La suspension des manœuvres militaires russo-algériennes a donné lieu à de nombreuses interprétations, toutes partiales, et dont on a tiré des conclusions souvent erronées et fantaisistes. 

Compte tenu de l'importance de la question et des effets qu'elle pourrait avoir sur la sécurité en Méditerranée occidentale et dans la région englobant le Maghreb et les pays du sud-ouest de l'Europe, avec l'Espagne et la France au premier plan, quelques clarifications s'imposent. 

Les deux interprétations extrêmes de l'annulation des manœuvres sont qu'elle a été faite unilatéralement par la partie algérienne, pour ne pas défier ses interlocuteurs occidentaux, ou qu'elle a été faite unilatéralement par la partie russe, pour des raisons qui restent à élucider.

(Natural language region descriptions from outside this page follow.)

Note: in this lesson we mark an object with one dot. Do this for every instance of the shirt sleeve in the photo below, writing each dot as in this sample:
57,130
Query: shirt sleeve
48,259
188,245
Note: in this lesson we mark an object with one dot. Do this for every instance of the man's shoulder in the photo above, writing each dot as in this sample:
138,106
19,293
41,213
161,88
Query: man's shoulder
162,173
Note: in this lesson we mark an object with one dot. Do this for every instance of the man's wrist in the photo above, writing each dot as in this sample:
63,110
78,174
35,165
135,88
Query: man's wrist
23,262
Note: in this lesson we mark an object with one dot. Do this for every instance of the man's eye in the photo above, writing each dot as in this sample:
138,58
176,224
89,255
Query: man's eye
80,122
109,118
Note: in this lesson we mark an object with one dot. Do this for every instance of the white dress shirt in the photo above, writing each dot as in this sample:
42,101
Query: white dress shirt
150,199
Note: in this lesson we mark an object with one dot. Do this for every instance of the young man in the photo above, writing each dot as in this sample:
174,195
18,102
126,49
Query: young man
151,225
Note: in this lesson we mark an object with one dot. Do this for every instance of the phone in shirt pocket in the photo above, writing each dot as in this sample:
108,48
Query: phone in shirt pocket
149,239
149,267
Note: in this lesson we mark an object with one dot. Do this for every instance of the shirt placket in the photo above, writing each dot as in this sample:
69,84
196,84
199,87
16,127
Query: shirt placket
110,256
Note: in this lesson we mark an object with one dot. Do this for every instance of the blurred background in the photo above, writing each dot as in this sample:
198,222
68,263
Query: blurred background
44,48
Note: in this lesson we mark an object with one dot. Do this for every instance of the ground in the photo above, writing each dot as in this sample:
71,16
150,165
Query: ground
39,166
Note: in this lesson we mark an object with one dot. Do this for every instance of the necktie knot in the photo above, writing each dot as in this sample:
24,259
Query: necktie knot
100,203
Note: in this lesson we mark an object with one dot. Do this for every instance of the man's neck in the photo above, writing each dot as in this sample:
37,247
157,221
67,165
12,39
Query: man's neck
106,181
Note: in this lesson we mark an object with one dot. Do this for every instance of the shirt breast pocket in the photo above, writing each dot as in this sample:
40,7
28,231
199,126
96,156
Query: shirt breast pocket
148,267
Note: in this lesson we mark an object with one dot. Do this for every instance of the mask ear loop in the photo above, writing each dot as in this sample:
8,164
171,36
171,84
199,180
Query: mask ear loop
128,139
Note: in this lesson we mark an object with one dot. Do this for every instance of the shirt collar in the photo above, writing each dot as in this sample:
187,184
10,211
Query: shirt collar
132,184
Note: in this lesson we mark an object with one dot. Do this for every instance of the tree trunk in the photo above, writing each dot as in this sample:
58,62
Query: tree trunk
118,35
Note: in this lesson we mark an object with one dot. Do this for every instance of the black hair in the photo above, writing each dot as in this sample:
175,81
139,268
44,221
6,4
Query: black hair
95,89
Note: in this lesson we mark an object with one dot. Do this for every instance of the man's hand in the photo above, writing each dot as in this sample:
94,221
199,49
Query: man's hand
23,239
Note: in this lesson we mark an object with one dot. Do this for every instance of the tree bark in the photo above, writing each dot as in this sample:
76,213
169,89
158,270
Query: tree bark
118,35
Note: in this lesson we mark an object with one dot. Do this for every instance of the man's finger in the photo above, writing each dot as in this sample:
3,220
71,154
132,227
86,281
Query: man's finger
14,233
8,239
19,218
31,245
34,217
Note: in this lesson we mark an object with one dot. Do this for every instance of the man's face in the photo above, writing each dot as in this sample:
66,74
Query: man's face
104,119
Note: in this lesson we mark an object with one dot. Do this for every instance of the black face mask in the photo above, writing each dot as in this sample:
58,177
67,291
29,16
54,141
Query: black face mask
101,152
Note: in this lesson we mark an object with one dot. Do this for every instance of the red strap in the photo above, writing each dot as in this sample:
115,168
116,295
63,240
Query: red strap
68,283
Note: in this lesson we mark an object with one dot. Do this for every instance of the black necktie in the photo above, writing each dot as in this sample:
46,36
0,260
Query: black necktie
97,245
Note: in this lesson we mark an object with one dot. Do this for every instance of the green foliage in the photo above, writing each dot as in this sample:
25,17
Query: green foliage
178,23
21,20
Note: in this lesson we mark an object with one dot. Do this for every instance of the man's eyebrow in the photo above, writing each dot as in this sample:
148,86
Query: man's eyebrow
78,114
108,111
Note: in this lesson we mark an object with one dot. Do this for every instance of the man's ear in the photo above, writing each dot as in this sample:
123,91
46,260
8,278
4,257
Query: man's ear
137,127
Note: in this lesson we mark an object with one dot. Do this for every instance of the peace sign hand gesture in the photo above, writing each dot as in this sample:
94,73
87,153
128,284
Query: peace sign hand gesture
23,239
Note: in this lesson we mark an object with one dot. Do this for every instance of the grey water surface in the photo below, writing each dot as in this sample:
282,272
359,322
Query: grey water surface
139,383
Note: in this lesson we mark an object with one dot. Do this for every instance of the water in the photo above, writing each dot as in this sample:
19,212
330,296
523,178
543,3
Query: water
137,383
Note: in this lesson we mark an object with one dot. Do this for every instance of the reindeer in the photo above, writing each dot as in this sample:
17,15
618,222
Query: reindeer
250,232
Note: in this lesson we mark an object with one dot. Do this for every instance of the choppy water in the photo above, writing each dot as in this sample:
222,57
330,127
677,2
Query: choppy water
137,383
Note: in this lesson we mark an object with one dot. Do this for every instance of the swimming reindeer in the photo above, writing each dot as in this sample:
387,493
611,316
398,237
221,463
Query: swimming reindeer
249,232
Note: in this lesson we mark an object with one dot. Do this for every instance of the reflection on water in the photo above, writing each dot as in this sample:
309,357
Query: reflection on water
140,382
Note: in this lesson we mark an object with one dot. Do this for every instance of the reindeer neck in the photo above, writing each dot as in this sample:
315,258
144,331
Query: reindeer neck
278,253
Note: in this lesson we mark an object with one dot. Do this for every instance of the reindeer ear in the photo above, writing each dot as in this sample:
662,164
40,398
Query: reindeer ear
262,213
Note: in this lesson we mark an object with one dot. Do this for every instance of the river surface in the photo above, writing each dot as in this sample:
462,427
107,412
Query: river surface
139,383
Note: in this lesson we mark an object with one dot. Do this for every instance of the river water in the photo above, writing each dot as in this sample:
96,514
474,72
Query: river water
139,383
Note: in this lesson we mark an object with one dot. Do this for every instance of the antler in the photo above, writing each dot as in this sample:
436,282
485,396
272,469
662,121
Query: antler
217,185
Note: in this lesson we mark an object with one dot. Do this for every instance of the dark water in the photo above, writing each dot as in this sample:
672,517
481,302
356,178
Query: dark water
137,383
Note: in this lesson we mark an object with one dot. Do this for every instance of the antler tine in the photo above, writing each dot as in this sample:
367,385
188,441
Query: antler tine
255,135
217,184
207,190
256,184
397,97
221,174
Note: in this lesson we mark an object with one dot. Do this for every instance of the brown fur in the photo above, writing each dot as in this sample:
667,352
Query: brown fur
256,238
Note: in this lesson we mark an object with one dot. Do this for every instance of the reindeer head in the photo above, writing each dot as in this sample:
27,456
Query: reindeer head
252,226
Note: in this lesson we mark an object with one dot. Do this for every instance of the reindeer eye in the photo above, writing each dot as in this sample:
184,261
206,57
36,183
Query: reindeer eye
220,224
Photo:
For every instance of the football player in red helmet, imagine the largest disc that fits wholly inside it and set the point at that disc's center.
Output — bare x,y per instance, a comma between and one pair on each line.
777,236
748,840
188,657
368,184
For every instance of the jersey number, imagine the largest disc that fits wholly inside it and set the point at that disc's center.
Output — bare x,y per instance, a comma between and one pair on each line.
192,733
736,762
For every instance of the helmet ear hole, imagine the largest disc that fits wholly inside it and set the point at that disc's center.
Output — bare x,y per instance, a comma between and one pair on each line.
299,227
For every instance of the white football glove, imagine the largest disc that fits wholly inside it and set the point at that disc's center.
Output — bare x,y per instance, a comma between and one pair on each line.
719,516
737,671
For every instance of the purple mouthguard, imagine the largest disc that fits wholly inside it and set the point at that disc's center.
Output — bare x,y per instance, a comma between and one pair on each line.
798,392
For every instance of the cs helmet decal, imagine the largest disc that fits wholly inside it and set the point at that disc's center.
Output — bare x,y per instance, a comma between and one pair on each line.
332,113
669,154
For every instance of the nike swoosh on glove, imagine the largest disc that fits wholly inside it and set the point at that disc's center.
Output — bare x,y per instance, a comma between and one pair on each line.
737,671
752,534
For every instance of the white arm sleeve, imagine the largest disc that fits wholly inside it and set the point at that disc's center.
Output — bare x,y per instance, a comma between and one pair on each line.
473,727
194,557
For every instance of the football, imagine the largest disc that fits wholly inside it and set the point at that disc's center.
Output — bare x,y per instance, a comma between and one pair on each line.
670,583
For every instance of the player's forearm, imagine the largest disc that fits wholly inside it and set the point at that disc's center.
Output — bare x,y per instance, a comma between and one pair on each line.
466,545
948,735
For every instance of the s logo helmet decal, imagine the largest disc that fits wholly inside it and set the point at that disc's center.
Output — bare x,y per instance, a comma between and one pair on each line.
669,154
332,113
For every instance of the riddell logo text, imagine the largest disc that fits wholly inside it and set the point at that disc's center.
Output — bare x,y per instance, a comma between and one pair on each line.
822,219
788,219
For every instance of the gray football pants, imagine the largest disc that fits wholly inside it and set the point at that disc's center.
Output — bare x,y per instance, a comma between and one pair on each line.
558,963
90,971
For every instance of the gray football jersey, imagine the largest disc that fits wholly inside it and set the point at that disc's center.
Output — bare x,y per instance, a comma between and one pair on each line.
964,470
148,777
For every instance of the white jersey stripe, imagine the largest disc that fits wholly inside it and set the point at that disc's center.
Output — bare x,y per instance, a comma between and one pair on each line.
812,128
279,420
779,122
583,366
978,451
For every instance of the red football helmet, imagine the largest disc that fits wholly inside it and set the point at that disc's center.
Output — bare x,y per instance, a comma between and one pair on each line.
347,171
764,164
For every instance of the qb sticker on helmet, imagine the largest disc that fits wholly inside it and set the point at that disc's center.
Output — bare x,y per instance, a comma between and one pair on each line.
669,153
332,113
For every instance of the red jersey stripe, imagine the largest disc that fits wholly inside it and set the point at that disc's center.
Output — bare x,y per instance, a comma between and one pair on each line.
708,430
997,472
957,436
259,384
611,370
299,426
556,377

Voyons voir. Si la décision de suspendre les exercices antiterroristes simples, auxquels devaient participer 180 militaires spécialisés dans la détection et la répression des groupes terroristes hostiles à la sécurité nationale algérienne, était venue de la partie algérienne en premier lieu, elle aurait été annoncée soit avant le début des exercices, soit un ou deux jours plus tard, c'est-à-dire le 16 novembre. Cependant, l'annonce de l'annulation a été faite le 28 novembre, alors que les manœuvres auraient dû être terminées. C'est pourquoi certains médias n'ont pas hésité à dire que "l'Algérie prend ses distances avec la Russie", que "la lune de miel militaire entre Moscou et Alger touche à sa fin", ou encore qu'"Alger a amorcé un virage dans sa politique de défense et de sécurité, acceptant les suggestions ou les pressions des États-Unis et de la France pour se distancer de la Russie".  Rien ne pourrait être plus éloigné de la vérité.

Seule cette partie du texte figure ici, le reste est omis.